On 2018-08-24 9:27 AM, Rolf Eike Beer wrote:
Am 2018-08-24 14:09, schrieb Helge Deller:
> On 2018-08-21 2:31 PM, Rolf Eike Beer wrote:
With this patch I get this timing:
gcc7 - Time: 2018-08-24T01:42:07
gcc6 - Time: 2018-08-24T06:01:27
Somewhere in between 4.17.3 and 4.18.0.
Rolf, I think plain 4.18 kernel misses Dave's speed-up patches:
*
http://git.kernel.org/pub/scm/linux/kernel/git/torvalds/linux.git/commit/?id=7797167ffde1f00446301cb22b37b7c03194cfaf
*
http://git.kernel.org/pub/scm/linux/kernel/git/torvalds/linux.git/commit/?id=3b885ac1dc35b87a39ee176a6c7e2af9c789d8b8
Both patches have been scheduled to be added to 4.18-stable kernel.
I guess I better revert the previous patch from Dave, no?

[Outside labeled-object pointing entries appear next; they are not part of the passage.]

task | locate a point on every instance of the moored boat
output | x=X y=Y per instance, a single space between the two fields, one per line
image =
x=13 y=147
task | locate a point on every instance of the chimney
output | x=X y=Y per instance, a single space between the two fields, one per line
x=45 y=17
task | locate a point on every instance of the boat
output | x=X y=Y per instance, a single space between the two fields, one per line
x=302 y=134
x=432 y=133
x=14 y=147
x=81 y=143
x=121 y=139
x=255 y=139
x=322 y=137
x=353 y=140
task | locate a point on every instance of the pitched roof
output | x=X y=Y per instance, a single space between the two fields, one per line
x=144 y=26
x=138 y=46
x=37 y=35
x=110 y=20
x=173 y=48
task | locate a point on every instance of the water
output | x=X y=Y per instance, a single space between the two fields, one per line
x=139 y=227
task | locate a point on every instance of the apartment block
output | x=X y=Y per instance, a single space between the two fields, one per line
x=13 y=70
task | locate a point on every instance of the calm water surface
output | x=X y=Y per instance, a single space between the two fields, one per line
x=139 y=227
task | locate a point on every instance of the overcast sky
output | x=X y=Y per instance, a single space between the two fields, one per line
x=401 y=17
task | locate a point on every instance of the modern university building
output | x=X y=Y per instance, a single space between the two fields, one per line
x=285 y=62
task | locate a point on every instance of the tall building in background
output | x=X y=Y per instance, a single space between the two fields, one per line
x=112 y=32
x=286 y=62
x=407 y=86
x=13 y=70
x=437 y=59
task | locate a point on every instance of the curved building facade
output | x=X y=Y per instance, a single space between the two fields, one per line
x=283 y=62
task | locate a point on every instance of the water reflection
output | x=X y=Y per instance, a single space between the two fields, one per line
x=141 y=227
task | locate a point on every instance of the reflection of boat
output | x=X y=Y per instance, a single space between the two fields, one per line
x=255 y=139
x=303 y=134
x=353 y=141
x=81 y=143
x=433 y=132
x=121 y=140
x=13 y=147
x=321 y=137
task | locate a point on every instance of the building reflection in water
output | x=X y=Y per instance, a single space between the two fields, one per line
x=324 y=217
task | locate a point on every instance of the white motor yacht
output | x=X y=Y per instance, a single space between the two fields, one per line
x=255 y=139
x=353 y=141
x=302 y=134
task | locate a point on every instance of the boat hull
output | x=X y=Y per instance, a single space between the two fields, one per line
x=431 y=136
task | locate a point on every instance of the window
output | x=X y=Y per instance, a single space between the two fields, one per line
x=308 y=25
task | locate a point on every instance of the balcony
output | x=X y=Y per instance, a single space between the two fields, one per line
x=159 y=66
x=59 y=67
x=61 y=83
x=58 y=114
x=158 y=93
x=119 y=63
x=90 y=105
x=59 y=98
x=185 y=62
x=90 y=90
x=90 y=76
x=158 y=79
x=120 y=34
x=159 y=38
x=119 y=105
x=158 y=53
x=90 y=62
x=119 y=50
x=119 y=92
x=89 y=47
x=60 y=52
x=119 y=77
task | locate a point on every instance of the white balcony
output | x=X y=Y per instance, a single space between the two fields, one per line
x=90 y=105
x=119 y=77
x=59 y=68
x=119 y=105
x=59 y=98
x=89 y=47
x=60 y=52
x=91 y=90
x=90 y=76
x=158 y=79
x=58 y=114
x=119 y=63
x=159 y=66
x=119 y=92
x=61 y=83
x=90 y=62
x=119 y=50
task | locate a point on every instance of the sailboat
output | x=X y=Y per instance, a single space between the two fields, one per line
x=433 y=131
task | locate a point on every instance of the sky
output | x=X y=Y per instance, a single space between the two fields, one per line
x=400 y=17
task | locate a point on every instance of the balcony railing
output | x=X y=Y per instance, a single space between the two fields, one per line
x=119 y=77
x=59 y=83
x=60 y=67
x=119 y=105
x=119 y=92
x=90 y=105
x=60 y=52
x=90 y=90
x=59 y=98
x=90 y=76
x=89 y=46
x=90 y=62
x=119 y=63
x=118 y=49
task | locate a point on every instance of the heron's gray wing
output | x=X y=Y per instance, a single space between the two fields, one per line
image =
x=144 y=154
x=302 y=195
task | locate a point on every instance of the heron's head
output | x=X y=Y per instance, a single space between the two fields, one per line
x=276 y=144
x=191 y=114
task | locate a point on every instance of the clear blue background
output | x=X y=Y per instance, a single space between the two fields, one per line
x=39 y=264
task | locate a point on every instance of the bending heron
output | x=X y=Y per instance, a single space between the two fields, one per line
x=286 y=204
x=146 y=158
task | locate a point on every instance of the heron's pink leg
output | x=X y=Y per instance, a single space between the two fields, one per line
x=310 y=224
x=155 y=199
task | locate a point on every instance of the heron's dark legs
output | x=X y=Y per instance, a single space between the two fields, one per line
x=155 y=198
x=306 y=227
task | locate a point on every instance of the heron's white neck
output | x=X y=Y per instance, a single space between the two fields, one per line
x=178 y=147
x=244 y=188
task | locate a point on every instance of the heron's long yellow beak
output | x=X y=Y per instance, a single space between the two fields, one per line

I would say leave the patch. The big part of the slow down is the sync
barrier in the TLB handler. The above
patches don't address this issue. They should speed up spin locks in
general.
On PA 2.0 SMP machines, we need either a sync or an ordered store to
release a spin lock. Otherwise, the lock
may be released before the other accesses in the lock region are
complete. As a result, the operation isn't
atomic from the perspective of other CPUs. There's no getting around
this issue on PA 2.0 systems.
I plan to look more at using ordered loads and stores in the spin lock
code as they clearly don't impact performance
as much as sync.
Regarding the TLB code, it turned out we were always setting the page
accessed bit for user pages. So, the
code to set it when a user page is accessed is redundant. We need to
lock to update the accessed and dirty bits
atomically. We can keep the current TLB locking code and not set the
page accessed bit in our user page
defines. This should improve swap but the TLB handler is more complex.
Another alternative is to remove
the locking and accessed update code from the TLB handler. This
provides the best performance for TLB
inserts but swap performance will be worse since we don't track the
accessed bit.
Dave
--
John David Anglin dave.anglin@xxxxxxxx